The East Hampton Independent was the first to go to press with the story but it wasn’t until the OG Gawker picked it up that the lore took hold. From there, news outlets as big as CNN and Fox and as niche as the Hamptons Plum carried the story. The Jewish Journal published at least five articles about the monster, including one with the headline “Montauk Monster Anti-Semitic?” DISCOVER magazine made sure to let the world know that its “official stance” was that the Montauk Monster was a raccoon. Wired, on the other hand, asserted that the monster was “a pit bull, a dogfighting washout who washed up a Long Island beach.” New York Magazine published a story about East Hampton bureaucrats denying it was a “beast from hell.” And after the mainstream media disseminated the story, the cryptozoology and clickbait sites kept the momentum going.

Full disclosure: Observer published not one, but two Montauk Monster pieces. The second was a deep dive into the creature and the coverage, published to mark the tenth anniversary of its discovery, that included an interview with Loren Coleman, a veteran cryptozoologist who claims to have coined the Montauk Monster moniker.
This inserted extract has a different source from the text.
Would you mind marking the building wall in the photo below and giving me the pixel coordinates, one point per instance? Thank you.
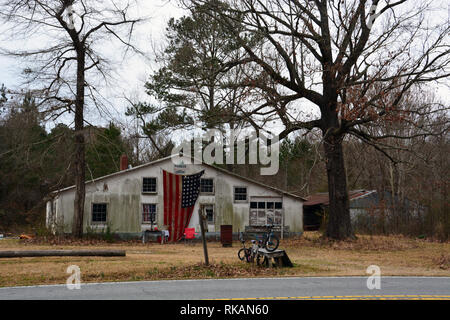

The first was a quick take published about a week after the creature’s discovery that mentions the monster in the context of Gawker Media properties generating twice as much traffic than the country’s fourth-largest newspaper in July of that year, including millions of views on Richard Lawson’s Montauk Monster post.

Today, Montauk Monster lore lives on across the internet, on the cryptid sites as you’d expect, but also in memes and on Twitter, where there’s a tweet referencing the creature at least every few days. People compare their chunky pets to the bloated beast. Conspiracy theorists point to it as evidence of New York’s secret bioweapons laboratories. And then there are those for whom the monster seems to evoke a gentle, if bizarre, nostalgia. “Not a day goes by wherein I don’t think about the Montauk Monster,” tweeted baker and writer Susie Heller last December.

Tweet after tweet asks the same question: Remember the Montauk Monster? We remember, the internet collective shouts back, though what we remember differs. Most of us remember the hype. Cryptozoologist Coleman remembers a decomposing raccoon.

“All you had to do was look at it and know a little bit about zoology, which I do,” he told Observer in 2018, “and you would see that it was barely second-day disintegration and the decaying of a [raccoon’s] body.”